Which is another issue, indifference. It's hard to find people that actually care about things like API design, let alone multiple that check each other's work. In my experience, a lot of the time people just get lazy and short-circuit the reviews to "oh he knows what he's doing, I'm sure he thought long and hard about this".

It's similar for writing code. Suddenly people are articulating their problems to the LLM and breaking it down in smaller sub-problems to solve....
In other words, people are discovering the value of standard software engineering practices. Which, I think is a good thing.
It has changed how I structure my code. Out of laziness, if I can write the code in such a way that each step follows naturally from what came before, "the code just writes itself!" Except now it's literally true :D
Maybe everyone already discovered this but I find that if I include a lot of detail in my variables names, it's much more likely to autocomplete something useful. If whatever I typed was too verbose for my liking long term, I can always clean it up later with a rename.
Reminds me of that Asimov story where the main character was convinced that some public figure was a robot, and kept trying to prove it. Eventually they concluded that it was impossible to tell whether they were actually a robot "or merely a very good man."
From a docs-writing perspective, I've noticed that LLMs in their current state mostly solve the struggle of finding users who both want to participate in studies, are mostly literate, and are also fundamentally incompetent
Thank you for sharing this, it's really helpful to have this as top-down learning resource.

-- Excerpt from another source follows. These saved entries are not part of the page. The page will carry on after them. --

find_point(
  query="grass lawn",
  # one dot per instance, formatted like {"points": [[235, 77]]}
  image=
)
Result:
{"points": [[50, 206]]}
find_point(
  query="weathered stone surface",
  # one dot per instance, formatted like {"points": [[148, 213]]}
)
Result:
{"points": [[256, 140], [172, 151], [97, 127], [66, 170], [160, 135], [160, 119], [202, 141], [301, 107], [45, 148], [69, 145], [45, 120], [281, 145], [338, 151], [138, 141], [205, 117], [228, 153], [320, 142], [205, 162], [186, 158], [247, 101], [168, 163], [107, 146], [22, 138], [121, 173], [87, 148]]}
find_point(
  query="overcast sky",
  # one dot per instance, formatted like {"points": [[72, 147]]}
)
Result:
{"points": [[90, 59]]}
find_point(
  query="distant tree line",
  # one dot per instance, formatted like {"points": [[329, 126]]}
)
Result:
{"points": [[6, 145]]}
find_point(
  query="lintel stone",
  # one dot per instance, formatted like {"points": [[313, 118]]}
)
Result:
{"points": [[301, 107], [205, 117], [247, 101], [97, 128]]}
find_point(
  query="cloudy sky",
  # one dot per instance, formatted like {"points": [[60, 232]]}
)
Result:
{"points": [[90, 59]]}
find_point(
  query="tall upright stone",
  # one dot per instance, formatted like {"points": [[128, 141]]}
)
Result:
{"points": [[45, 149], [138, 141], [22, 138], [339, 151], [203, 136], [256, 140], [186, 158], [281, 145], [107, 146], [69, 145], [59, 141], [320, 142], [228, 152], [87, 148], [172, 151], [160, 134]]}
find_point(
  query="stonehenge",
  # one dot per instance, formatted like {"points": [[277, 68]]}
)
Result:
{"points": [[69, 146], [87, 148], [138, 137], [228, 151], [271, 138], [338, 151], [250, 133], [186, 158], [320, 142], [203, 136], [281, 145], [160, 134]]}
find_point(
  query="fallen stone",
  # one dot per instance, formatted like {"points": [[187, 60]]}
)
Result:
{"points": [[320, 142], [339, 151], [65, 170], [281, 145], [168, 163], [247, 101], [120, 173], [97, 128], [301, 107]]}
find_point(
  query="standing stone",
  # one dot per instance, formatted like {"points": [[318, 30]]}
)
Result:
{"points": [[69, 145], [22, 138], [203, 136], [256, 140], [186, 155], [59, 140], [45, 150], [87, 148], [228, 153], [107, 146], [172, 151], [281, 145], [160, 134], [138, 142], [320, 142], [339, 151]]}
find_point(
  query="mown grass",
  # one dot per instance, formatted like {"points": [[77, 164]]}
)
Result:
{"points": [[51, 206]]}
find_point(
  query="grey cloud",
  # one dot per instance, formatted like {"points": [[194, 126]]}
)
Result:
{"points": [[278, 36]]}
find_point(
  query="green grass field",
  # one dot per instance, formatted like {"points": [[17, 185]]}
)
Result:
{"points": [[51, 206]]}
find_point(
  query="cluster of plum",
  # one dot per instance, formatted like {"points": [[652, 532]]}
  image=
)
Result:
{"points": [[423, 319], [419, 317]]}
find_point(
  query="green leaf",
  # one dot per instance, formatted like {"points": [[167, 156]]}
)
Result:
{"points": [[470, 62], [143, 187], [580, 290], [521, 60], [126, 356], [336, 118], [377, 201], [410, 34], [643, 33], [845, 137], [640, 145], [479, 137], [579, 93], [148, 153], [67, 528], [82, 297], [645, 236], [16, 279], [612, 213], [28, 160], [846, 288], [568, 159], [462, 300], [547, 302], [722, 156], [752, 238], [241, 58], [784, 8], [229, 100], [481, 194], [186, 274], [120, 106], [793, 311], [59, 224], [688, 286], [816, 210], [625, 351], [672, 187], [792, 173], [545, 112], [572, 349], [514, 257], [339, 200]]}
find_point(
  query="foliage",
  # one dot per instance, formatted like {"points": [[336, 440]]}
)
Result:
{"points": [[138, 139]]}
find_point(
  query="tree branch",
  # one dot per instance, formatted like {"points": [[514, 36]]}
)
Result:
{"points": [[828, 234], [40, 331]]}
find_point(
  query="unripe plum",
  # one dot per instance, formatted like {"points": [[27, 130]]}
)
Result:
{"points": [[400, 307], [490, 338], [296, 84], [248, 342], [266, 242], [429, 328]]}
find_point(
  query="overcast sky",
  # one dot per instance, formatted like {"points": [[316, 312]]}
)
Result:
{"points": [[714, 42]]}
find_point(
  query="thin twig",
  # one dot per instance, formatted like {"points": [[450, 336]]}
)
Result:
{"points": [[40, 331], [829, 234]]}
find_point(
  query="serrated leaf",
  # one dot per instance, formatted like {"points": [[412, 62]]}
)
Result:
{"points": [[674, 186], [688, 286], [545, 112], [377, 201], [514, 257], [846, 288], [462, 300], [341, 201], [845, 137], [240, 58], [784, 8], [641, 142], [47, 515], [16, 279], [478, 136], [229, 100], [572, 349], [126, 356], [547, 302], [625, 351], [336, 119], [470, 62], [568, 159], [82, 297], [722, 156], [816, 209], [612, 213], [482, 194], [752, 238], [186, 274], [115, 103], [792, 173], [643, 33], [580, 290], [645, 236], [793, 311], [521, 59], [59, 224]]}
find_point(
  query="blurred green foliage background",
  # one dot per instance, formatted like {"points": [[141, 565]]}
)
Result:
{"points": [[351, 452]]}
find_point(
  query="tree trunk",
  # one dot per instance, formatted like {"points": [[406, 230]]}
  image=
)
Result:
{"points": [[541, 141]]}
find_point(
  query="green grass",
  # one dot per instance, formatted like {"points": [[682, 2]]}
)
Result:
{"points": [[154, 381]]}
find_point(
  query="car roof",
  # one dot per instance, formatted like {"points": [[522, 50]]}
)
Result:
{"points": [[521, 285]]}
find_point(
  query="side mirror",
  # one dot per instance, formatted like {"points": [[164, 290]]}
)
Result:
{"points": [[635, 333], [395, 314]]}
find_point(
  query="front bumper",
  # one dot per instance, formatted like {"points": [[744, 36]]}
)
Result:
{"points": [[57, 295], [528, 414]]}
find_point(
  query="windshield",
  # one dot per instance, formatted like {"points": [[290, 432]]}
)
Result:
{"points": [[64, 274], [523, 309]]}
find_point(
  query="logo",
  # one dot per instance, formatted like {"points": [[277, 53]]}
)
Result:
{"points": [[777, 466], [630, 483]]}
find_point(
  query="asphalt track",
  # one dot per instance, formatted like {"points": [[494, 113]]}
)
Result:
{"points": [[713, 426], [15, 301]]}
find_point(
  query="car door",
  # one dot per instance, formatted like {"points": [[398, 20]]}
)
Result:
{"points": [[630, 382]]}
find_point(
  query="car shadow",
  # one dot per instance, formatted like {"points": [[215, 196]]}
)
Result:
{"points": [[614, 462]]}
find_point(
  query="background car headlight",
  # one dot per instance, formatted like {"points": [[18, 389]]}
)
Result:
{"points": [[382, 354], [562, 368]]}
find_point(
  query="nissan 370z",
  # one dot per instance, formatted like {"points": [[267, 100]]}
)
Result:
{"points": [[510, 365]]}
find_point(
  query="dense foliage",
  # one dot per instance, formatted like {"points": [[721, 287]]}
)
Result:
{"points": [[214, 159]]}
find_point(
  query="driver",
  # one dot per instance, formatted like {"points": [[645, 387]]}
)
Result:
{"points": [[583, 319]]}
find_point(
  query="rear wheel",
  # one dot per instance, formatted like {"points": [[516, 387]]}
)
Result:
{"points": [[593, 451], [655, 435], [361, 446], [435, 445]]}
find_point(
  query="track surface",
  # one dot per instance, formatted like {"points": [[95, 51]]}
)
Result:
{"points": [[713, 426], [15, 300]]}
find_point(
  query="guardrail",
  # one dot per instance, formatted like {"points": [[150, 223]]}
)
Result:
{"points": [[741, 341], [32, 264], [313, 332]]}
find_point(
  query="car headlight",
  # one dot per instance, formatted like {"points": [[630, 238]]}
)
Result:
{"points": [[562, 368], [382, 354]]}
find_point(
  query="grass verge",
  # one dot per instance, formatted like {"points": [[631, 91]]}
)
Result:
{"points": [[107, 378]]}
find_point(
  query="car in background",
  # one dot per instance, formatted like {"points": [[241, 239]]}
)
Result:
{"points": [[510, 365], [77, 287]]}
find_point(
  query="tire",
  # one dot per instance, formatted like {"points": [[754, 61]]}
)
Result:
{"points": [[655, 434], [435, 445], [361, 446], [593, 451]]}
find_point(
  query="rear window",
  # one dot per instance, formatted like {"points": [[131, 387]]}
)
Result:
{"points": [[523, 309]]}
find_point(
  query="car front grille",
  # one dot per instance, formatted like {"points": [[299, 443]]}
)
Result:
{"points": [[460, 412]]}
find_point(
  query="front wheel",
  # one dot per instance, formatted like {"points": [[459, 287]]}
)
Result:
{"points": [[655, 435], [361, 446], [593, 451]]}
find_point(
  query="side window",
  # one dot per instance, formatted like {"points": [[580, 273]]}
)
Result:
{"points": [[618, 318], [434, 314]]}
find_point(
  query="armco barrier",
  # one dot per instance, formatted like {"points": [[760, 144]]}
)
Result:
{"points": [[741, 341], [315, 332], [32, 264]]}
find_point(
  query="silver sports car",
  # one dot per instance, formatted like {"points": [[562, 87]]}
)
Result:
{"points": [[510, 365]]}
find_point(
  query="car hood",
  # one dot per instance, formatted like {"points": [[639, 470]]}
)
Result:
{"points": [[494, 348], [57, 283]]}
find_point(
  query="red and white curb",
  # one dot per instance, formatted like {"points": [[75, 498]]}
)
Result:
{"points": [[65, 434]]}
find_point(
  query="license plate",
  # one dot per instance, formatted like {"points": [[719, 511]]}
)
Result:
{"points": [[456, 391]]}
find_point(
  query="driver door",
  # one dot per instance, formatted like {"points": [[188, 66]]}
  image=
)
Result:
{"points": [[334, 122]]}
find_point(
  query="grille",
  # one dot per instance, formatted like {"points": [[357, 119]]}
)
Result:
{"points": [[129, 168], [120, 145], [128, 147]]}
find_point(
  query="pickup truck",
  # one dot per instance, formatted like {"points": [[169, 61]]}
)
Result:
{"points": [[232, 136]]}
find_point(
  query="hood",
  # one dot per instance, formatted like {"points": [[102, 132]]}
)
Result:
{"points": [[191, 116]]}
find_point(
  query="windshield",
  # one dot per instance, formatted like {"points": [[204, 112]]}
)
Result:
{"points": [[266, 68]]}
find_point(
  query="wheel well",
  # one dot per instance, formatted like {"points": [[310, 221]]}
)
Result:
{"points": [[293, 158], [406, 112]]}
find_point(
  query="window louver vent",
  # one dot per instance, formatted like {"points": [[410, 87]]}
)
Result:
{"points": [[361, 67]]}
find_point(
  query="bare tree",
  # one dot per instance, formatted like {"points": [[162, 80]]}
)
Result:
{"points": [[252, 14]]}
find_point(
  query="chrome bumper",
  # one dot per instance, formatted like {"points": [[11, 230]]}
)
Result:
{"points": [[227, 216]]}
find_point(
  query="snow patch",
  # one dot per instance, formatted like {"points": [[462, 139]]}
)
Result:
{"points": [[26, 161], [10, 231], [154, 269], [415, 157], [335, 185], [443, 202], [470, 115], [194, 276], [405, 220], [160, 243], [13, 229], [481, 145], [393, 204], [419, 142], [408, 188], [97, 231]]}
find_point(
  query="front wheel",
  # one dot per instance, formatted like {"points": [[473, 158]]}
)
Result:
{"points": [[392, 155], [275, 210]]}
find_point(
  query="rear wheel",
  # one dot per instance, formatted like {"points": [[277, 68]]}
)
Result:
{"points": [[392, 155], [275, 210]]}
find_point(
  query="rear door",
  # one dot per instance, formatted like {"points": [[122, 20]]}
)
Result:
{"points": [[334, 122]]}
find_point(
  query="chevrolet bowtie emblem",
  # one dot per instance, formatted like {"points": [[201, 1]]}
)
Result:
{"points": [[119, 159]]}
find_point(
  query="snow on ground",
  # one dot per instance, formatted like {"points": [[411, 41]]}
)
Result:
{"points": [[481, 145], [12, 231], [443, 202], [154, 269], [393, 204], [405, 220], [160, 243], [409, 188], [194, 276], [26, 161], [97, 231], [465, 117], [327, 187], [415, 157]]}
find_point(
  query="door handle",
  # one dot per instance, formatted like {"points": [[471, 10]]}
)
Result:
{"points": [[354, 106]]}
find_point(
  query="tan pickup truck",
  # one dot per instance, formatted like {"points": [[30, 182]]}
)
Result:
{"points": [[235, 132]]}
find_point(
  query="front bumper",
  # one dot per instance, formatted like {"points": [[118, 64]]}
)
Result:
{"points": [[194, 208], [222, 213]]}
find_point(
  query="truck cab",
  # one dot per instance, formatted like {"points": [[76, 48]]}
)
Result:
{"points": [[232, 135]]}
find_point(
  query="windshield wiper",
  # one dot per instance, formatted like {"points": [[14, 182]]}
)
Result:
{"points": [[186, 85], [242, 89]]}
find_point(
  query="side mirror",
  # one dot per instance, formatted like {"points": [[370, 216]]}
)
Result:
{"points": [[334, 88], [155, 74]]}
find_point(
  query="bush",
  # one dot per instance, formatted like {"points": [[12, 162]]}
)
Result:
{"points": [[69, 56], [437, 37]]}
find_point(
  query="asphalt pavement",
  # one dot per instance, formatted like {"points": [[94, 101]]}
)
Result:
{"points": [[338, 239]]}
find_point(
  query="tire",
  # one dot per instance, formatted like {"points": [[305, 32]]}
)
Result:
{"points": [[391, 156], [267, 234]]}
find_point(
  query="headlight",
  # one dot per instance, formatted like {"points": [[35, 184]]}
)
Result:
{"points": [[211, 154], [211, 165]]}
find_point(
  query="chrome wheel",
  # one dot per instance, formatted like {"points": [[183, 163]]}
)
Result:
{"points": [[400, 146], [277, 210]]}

I'm in the process of learning how to work with AI, and I've been homebrewing something similar with local semantic search for technical content (embedding models via Ollama, ChromaDB for indexing). I'm currently stuck at the step of making unstructured knowledge queryable, so these docs will come in handy for sure. Thanks again!

Also it makes it human-accessible, too. There are now projects converting Apple's JS-heavy documentation sites to markdown for AI consumption.
Now people just have a better incentive :)
"GEO[0] has entered the chat."

We see a surprising number of folks who discover our product from GenAI solutions (self-reported). I'm not aware of any great tools that help you dissect this, but I'm sure someone is working on them.

0: Generative Engine Optimization

Honest question - what do you mean? What's the better incentive?
The documentation is now not just for other people, but for your own productivity. If it weren't for the LLM, you might not bother because the knowledge is in your memory. But the LLM does not have access to that yet :)

It's a fortunate turn of events for people who like documentation.

This is also the hilarious part of "prompt engineering".

It's just effective linguistics and speech; what people have called "soft skills" forever is now, obviously, trying to be a science for some reason.

A really effective prompt is created by developing an accurate “mental model” of the model, understanding what tools it does and doesn’t have access to, what gives it effective direction and what leads it astray

Otherwise known as empathy

It's a bit different though; the soft skills you mention are usually realtime or a chore that people don't like doing (writing down specifications / requirements), whereas "prompt engineering" puts people in their problem solving mental mode not dissimilar to writing code.

(assumption / personal theory)

I can divide the suggestions into two categories:

1. Stuff that W3C already researched and defined 20 years ago to make the web better. Acessibility, semantic simple HTML that works with no JS, standard formats. All the stuff most companies just plain ignored or sidelined.

2. Suggestions to workaround obvious limits on current LLM tech (context size, ambiguity, etc).

There's really nothing to talk about category 1, except that a lot of people already said this and they were practically mocked.

Regarding category 2, it's the first stage of AI failure acceptance. "Ok, it can't reliably reason on human content. But what if we make humans write more dumb instead?"